Six properties in Montreal owned by Bebawi and his children have been frozen, and the Mounties are asking international authorities to place a restraining order on a million-dollar condo in Clearwater, Fla.
The RCMP alleges Bebawi and Aïssa siphoned off as much as $120 million from SNC-Lavalin through a complex system of fraudulent payments to two "shelf companies" hired for purported "representation agreements."
Some of the money wound up in the hands of Saadi Gadhafi, the son of Libya’s former dictator, Moammar Gadhafi.
None of these allegations has led to Canadian charges, nor have they been proven or tested in court, but they point to a broadening RCMP investigation involving more people and a longer span of time.
Bebawi’s Toronto lawyer, Scott Hutchison, cautions that the claims laid out in the affidavit remain "untested allegations made in the context of an unfinished and complex investigation. It is not easy for someone in Mr. Bebawi’s position to be in the spotlight, under suspicion and without a legal forum in which to respond.
"Everyone who is judging Mr. Bebawi and others," added Hutchison, who said his client is somewhere in the Middle East, "should remember that they are real people with families, and that their reputations and lives are affected by this kind of attention."
Bebawi came under scrutiny soon after the Swiss detained Aïssa in April 2011. Swiss authorities formally asked for the RCMP's help, and that led to a raid on SNC-Lavalin offices and spawned Project Assistance, the RCMP’s own investigation. Through interviews with several SNC-Lavalin executives, an investigation of SNC-Lavalin emails and a forensic audit of bank accounts controlled by SNC, Aïssa and Bebawi, the following story unfolded.
RCMP alleges fraud, bribery against SNC-Lavalin itself
The RCMP's affidavit spells out a sprawling theory of what went on inside Montreal-based SNC-Lavalin starting in 2001. Investigators examined 11 "representation agreements" — signed off by at least four other SNC-Lavalin executives—in which the RCMP alleges fraud and bribery.

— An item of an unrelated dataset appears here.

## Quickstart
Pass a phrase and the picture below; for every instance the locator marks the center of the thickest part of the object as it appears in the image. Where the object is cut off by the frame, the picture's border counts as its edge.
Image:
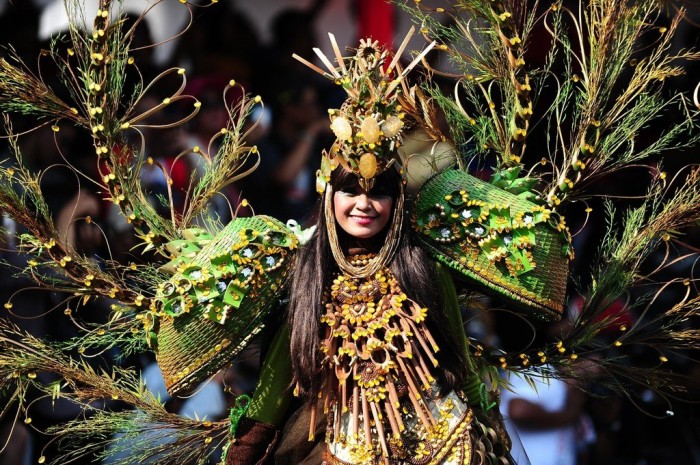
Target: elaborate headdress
(369, 125)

The shareholders were the victims, alleges Beaulieu.
"Riadh Ben Aïssa's close relationship with Saadi Gadhafi was a major asset to SNC-Lavalin who was well aware of it and fostered the relationship," the RCMP corporal wrote in his affidavit, adding that SNC paid for some of Gadhafi's expenses when he travelled throughout Canada.
"SNC-Lavalin Group Inc. was a party to the above-mentioned frauds," he adds, "because these frauds were committed by at least one of its senior officers with the intent at least in part to benefit SNC-Lavalin Group Inc."
SNC-Lavalin spokeswoman Leslie Quinton said Wednesday in a statement that the company undertook an internal investigation last year and shared it with authorities in March 2012 "in the hope that it would assist them to get to the bottom of what had occurred. Some of this information appears to have been included in the affidavit."
Thursday Quinton issued a further statement that "while former employees have been charged in relation to actions taken without the knowledge of the Company, no charges have been laid against the Company. {SNC} intends to pursue anyone who has misused or misappropriated company funds in order to recover those funds for the Company and for shareholders."
Analyst Anthony Scilipoti, a vice-president of Veritas Investment Research, has studied SNC-Lavalin for some time and has been highly critical of the company. He reviewed the unsealed RCMP affidavit, and says the latest accusations show "the issues were pervasive. This was not an isolated incident. This goes beyond one or two individuals.
"This is something that's part of the way the company does business."
Scilipoti feels that because of the way the company benefited from the billions of dollars of contracts won by Bebawi and Aïssa, "the investigation needs to continue and go deeper. We need to bring, as the company even admits, some — whoever the people are — to justice."